At 03:00 ET (07:00 GMT), the DAX futures contract in Germany traded 0.4% higher, CAC 40 futures in France climbed 0.1% and the FTSE 100 futures contract in the U.K. rose 0.8%.
A number of large U.S. banks injected $30 billion in deposits into First Republic Bank (NYSE:FRC) on Thursday, moving to support the lender which had been caught up in the backwash triggered by the failure of two other regional U.S. lenders last week.
This followed the announcement late Wednesday that troubled European bank Credit Suisse (SIX:CSGN) had received a financial lifeline from the Swiss National Bank, strengthening its liquidity as it has struggled with substantial customer outflows after a string of scandals in recent years.
The European Central Bank raised interest rates by 50 basis points on Thursday, suggesting the policymakers remain confident that the region’s banking sector will be able to cope with more monetary tightening even in these troubled times.
Final CPI data for the Eurozone are due later in the session in a thin calendar for economic data releases, and is expected to show that inflation grew 0.8% on the month in February, up 8.5% on the year.

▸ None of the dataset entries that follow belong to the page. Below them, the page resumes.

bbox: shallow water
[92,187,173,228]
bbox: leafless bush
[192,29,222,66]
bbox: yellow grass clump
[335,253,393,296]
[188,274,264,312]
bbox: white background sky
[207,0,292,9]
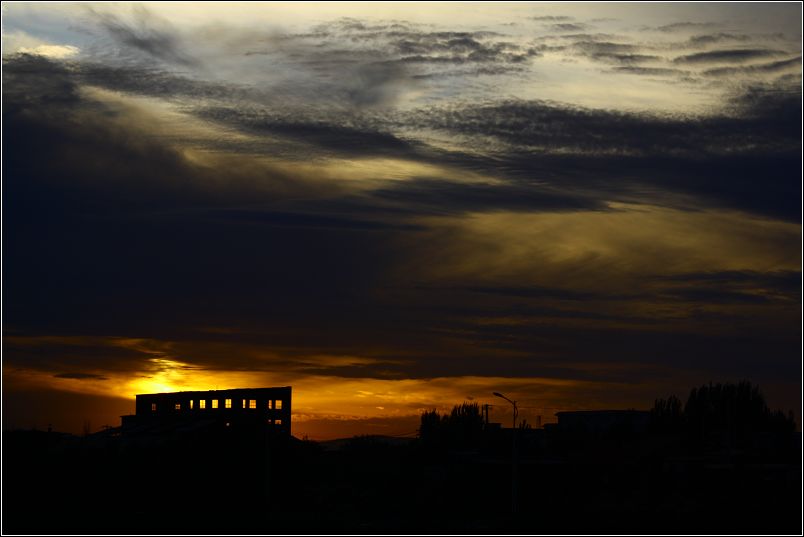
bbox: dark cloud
[369,178,606,215]
[574,41,639,54]
[554,33,618,42]
[412,65,527,79]
[530,16,574,22]
[3,56,416,357]
[3,336,155,376]
[195,105,420,158]
[74,63,244,101]
[673,48,787,64]
[655,22,717,33]
[2,19,800,412]
[658,270,800,292]
[688,33,752,46]
[655,270,801,305]
[402,93,799,157]
[703,56,801,77]
[53,373,109,381]
[91,6,199,67]
[572,41,660,64]
[205,208,423,231]
[610,66,686,76]
[396,89,801,221]
[59,37,793,224]
[458,285,606,301]
[548,23,589,32]
[589,53,660,64]
[391,33,539,65]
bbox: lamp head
[493,392,504,398]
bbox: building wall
[131,387,292,435]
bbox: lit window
[151,403,157,412]
[175,403,181,410]
[225,399,232,409]
[275,419,282,426]
[200,400,206,409]
[275,400,283,410]
[249,400,256,409]
[190,400,194,409]
[267,400,273,409]
[212,400,219,409]
[242,399,246,408]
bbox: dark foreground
[3,427,801,534]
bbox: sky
[2,2,801,439]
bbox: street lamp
[493,391,518,516]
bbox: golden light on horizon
[3,349,668,439]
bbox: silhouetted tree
[447,402,484,447]
[653,381,795,450]
[650,395,683,433]
[419,409,444,448]
[419,402,485,450]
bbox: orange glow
[2,355,665,440]
[2,335,723,439]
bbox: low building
[121,386,292,437]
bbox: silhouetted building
[121,387,292,436]
[555,410,649,434]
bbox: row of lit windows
[224,419,283,427]
[150,399,284,412]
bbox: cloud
[15,44,80,58]
[194,105,420,158]
[530,16,574,22]
[2,8,800,435]
[570,41,661,64]
[547,23,589,32]
[655,22,717,33]
[703,56,801,77]
[391,33,539,65]
[610,66,686,76]
[688,33,752,46]
[673,48,787,64]
[54,372,109,380]
[91,5,199,67]
[369,178,606,215]
[653,270,801,305]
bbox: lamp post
[493,391,518,516]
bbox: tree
[650,395,683,433]
[652,380,795,449]
[419,402,485,449]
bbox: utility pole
[493,392,519,517]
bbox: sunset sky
[3,2,801,439]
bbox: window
[175,403,181,410]
[242,399,246,408]
[200,400,206,409]
[267,400,273,409]
[151,403,157,412]
[275,400,283,410]
[225,399,232,409]
[249,399,257,409]
[212,399,219,409]
[275,419,282,426]
[190,400,194,409]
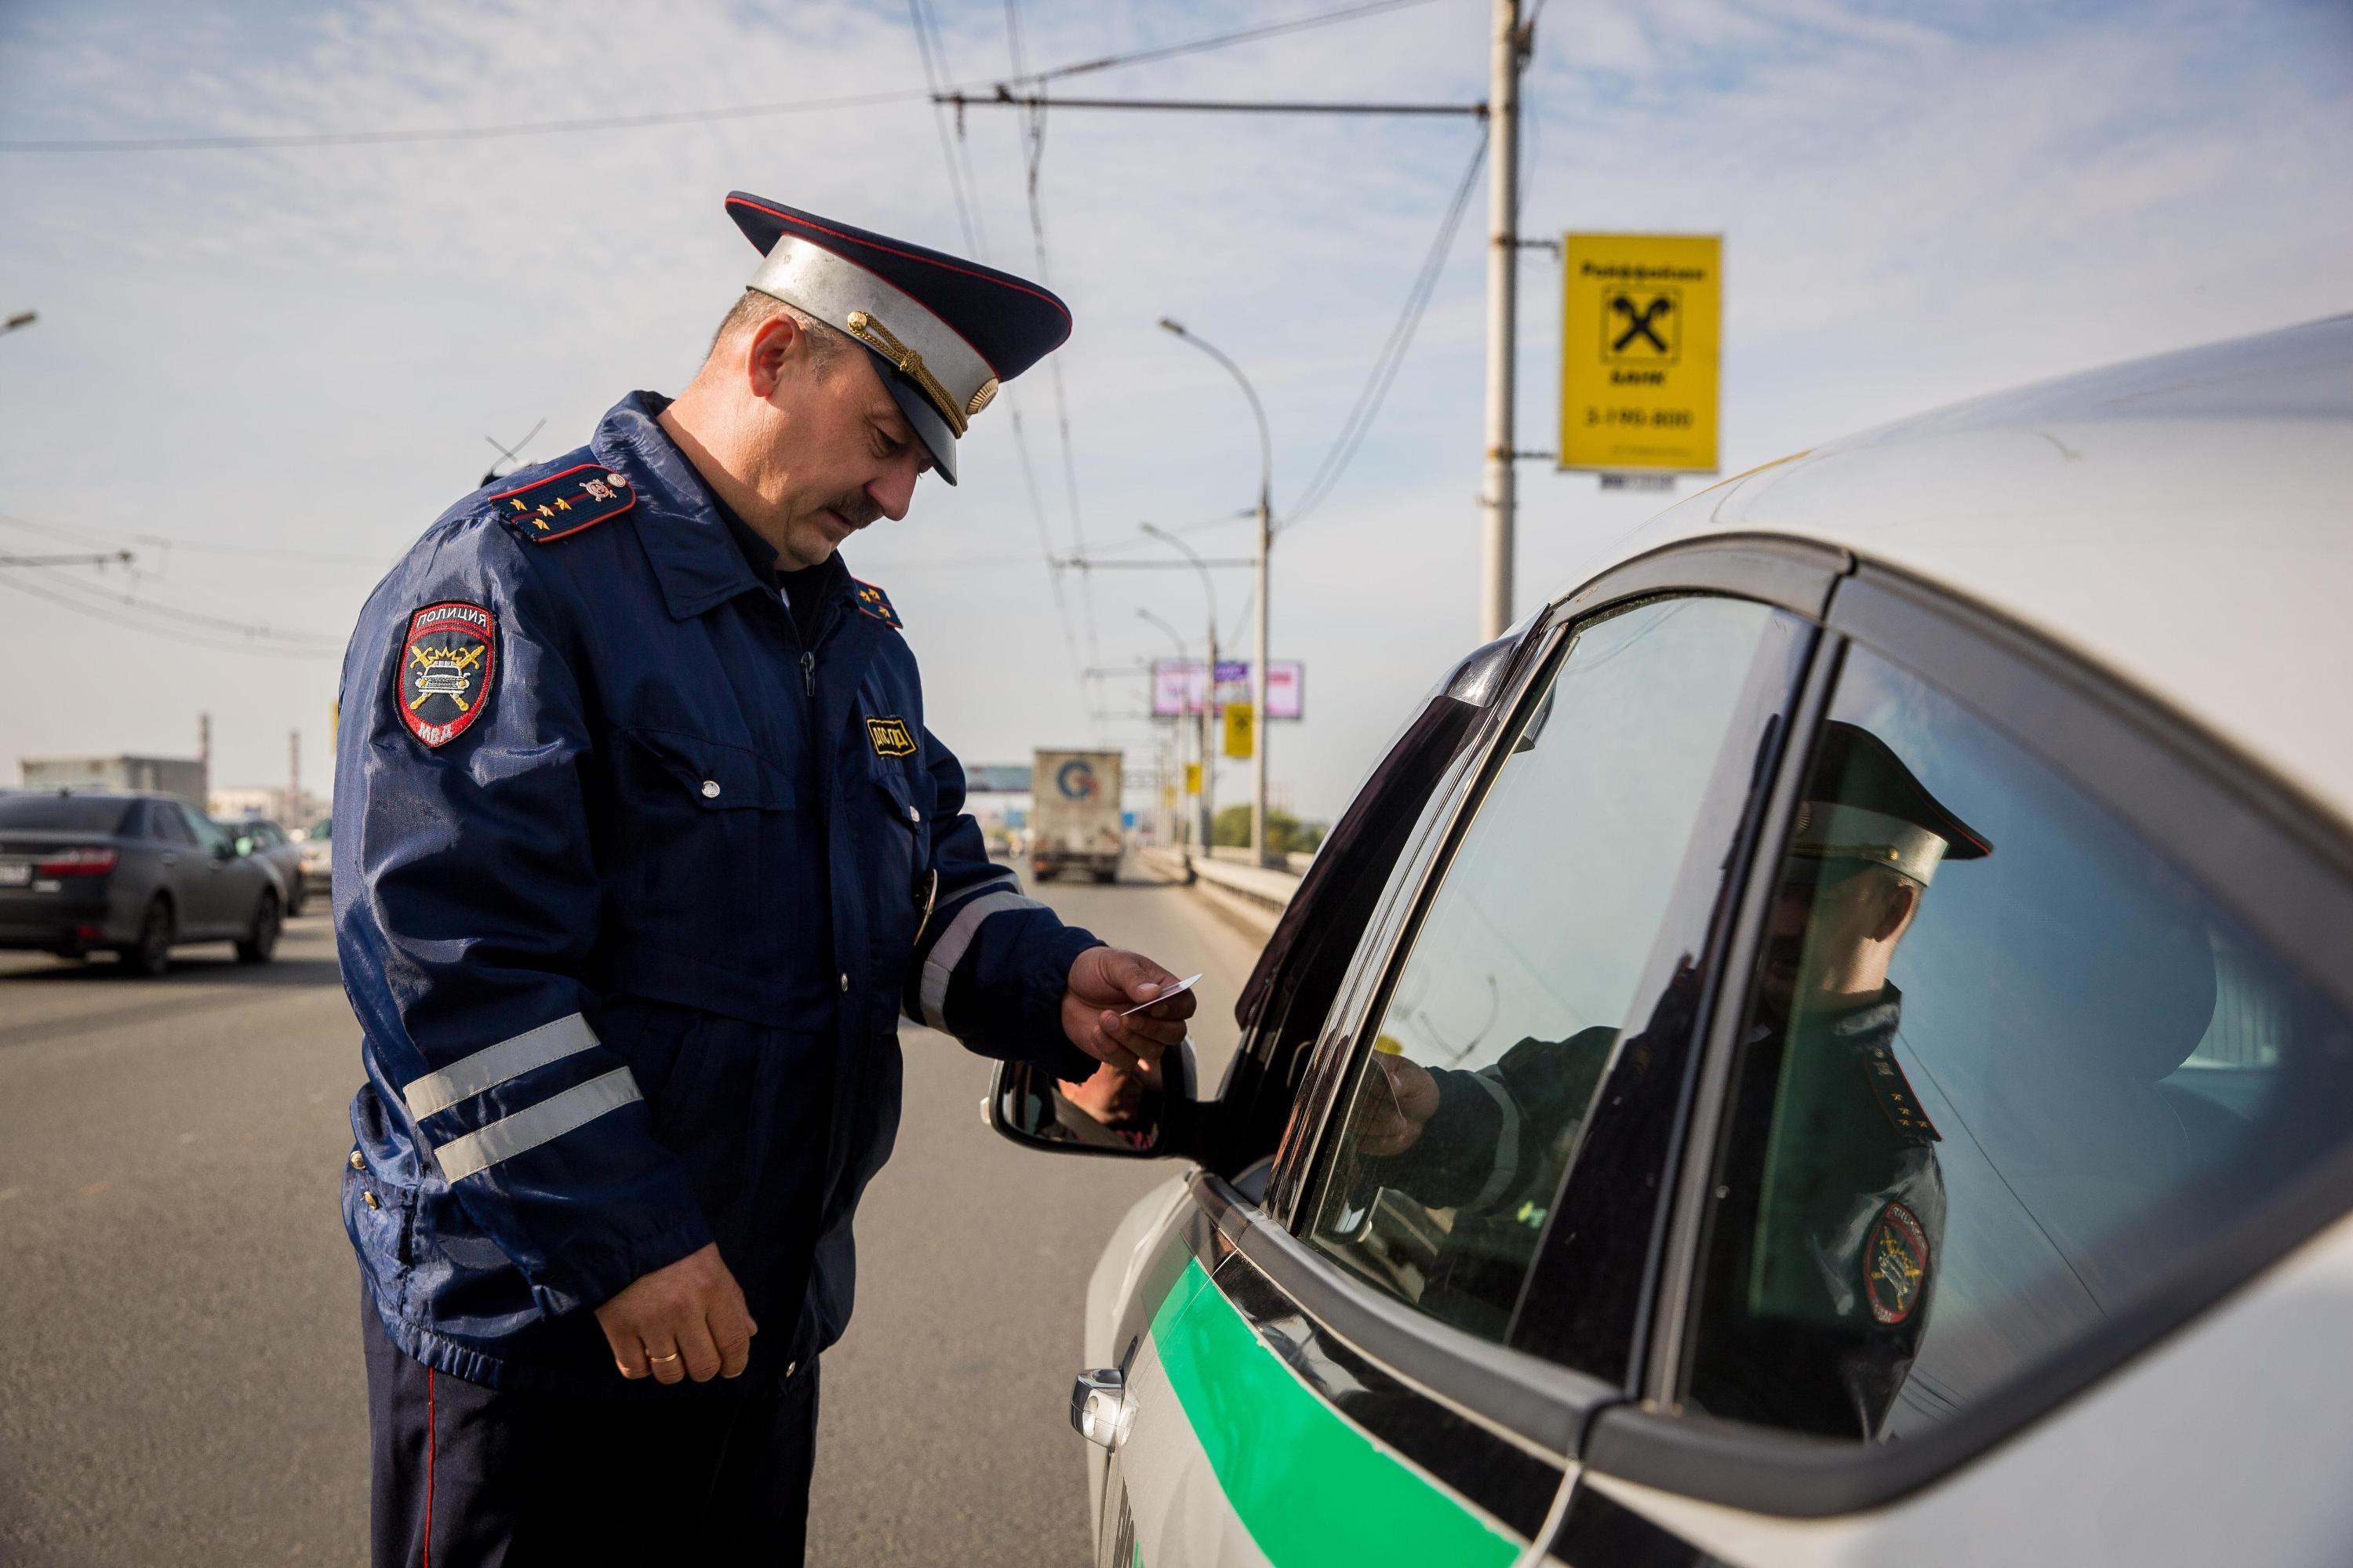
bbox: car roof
[1580,315,2353,830]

In corporate news, the banking sector will remain in focus, with Bloomberg reporting that UBS (SIX:UBSG) and Credit Suisse are opposed to a forced merger, a potential solution to the latter’s ongoing problems.
Elsewhere, Sanofi (EPA:SASY) said it would slash U.S. list prices for its most-prescribed insulin product, Lantus, next year following similar moves by U.S. rivals.

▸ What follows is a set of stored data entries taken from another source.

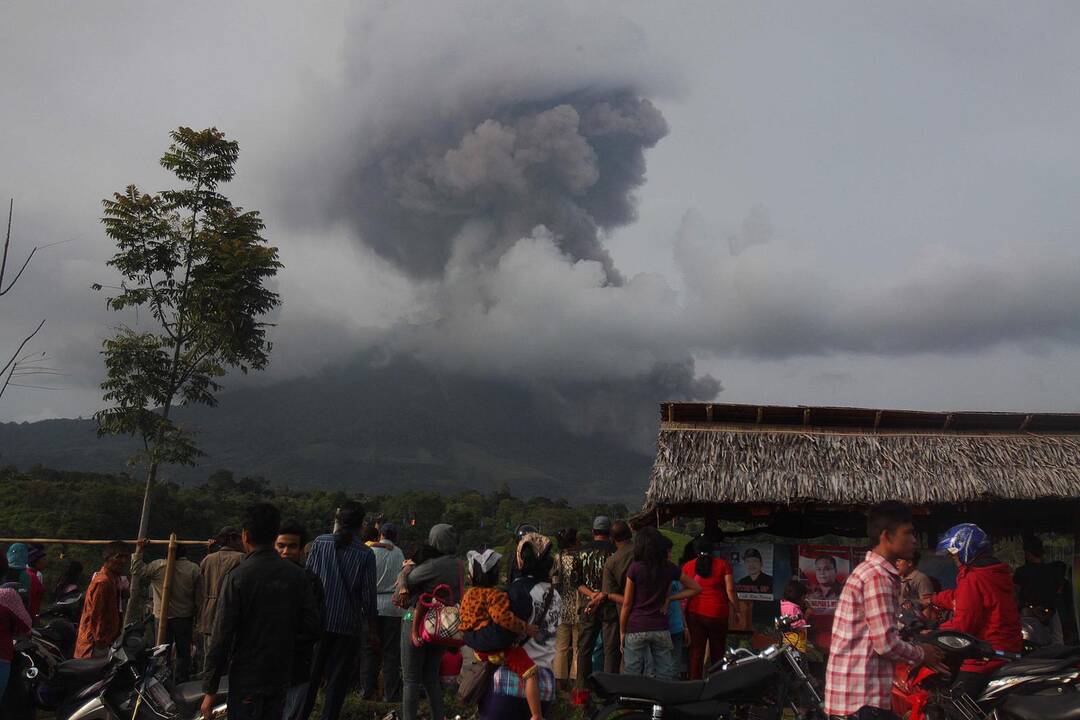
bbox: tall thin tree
[94,127,282,618]
[0,199,50,401]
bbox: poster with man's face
[798,545,852,652]
[717,543,775,600]
[798,545,851,614]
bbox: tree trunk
[123,459,159,626]
[123,401,172,625]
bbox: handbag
[413,583,464,647]
[457,653,496,705]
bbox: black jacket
[292,567,326,684]
[203,549,321,695]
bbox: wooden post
[155,533,178,646]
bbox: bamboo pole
[0,537,206,546]
[155,533,178,646]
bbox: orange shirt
[460,586,529,635]
[75,566,122,658]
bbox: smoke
[335,94,668,283]
[274,2,719,449]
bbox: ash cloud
[284,2,719,448]
[333,93,668,283]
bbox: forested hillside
[0,357,654,503]
[0,465,633,554]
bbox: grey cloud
[674,219,1080,358]
[331,93,667,282]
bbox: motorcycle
[588,617,825,719]
[11,624,228,720]
[890,618,1080,720]
[1018,605,1053,653]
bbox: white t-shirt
[522,581,562,670]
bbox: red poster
[798,545,853,652]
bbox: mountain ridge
[0,357,655,503]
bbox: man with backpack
[303,502,377,720]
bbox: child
[781,580,809,628]
[460,549,542,720]
[440,646,463,690]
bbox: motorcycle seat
[53,656,111,684]
[1000,693,1080,720]
[590,657,776,705]
[173,677,228,713]
[992,656,1078,678]
[590,673,705,704]
[1027,645,1080,661]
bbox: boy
[825,501,945,717]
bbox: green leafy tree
[93,127,282,585]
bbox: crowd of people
[1,497,1074,720]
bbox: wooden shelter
[640,402,1080,538]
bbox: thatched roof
[646,403,1080,510]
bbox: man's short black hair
[174,543,187,559]
[1023,533,1044,559]
[278,522,308,547]
[867,501,913,543]
[243,503,282,546]
[336,501,365,532]
[362,524,379,544]
[610,520,632,543]
[816,555,838,569]
[103,540,131,560]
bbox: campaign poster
[716,543,776,601]
[798,545,852,652]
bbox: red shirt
[933,559,1022,674]
[682,558,732,619]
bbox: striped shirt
[305,534,377,636]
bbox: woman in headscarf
[478,533,563,720]
[397,523,464,720]
[4,544,43,619]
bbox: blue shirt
[305,534,377,636]
[668,580,685,634]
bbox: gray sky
[3,1,1080,424]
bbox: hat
[5,543,28,570]
[27,548,46,564]
[592,516,612,532]
[467,549,502,574]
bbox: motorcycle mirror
[937,635,973,650]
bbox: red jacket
[933,558,1022,673]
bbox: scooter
[12,624,227,720]
[890,622,1080,720]
[588,617,826,720]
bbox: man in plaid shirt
[825,502,945,717]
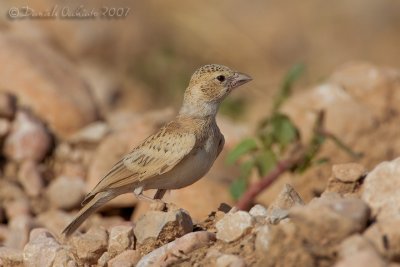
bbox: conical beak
[231,72,252,88]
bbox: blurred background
[0,0,400,247]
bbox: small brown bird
[62,64,252,236]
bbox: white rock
[23,228,61,267]
[249,204,268,217]
[108,225,134,257]
[134,209,193,245]
[0,247,23,266]
[216,254,246,267]
[216,211,254,243]
[108,250,140,267]
[362,157,400,221]
[255,225,271,253]
[136,231,215,267]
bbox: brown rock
[268,184,304,224]
[134,208,193,253]
[136,231,216,267]
[325,163,366,196]
[0,247,23,267]
[3,110,52,162]
[108,250,141,267]
[362,157,400,221]
[216,210,254,243]
[68,122,110,145]
[332,163,367,183]
[0,118,10,138]
[46,176,86,210]
[17,160,43,197]
[108,225,134,257]
[97,252,111,267]
[23,228,61,267]
[0,35,98,137]
[71,227,108,264]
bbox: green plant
[227,64,361,209]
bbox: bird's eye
[216,75,225,82]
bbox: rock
[0,247,23,267]
[5,215,32,249]
[216,210,254,243]
[332,163,367,183]
[289,197,370,249]
[136,231,216,267]
[216,254,246,267]
[68,122,110,145]
[249,204,268,217]
[0,92,16,119]
[255,225,271,254]
[17,160,44,197]
[97,252,111,267]
[268,184,304,224]
[362,157,400,221]
[35,210,74,236]
[23,228,61,267]
[53,249,77,267]
[339,234,378,259]
[0,35,98,137]
[108,225,134,257]
[46,176,86,210]
[3,199,30,220]
[71,227,108,264]
[134,208,193,253]
[325,163,366,195]
[108,250,141,267]
[3,110,52,162]
[334,250,386,267]
[364,219,400,260]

Oil prices climbed higher Friday on hope of a response from OPEC and its allies to the week’s sharp selloff on concerns the banking crisis would hurt global economic activity.
Reports indicated that energy ministers from Saudi Arabia and Russia met in Riyadh on Thursday to discuss potential action to support the crude market, which is on course for its biggest weekly loss this year.
The advisory committee of the Organization of the Petroleum Exporting Countries and their allies including Russia, a group known as OPEC+, will meet on April 3.
By 03:00 ET, U.S. crude futures traded 0.4% higher at $68.65 a barrel, while the Brent contract rose 0.4% to $75.03.
Both benchmarks hit their lowest levels in more than a year this week and are set to post weekly falls of around 10%, their biggest since December.
Additionally, gold futures rose 0.7% to $1,936.80/oz, while EUR/USD traded 0.6% higher at 1.0665.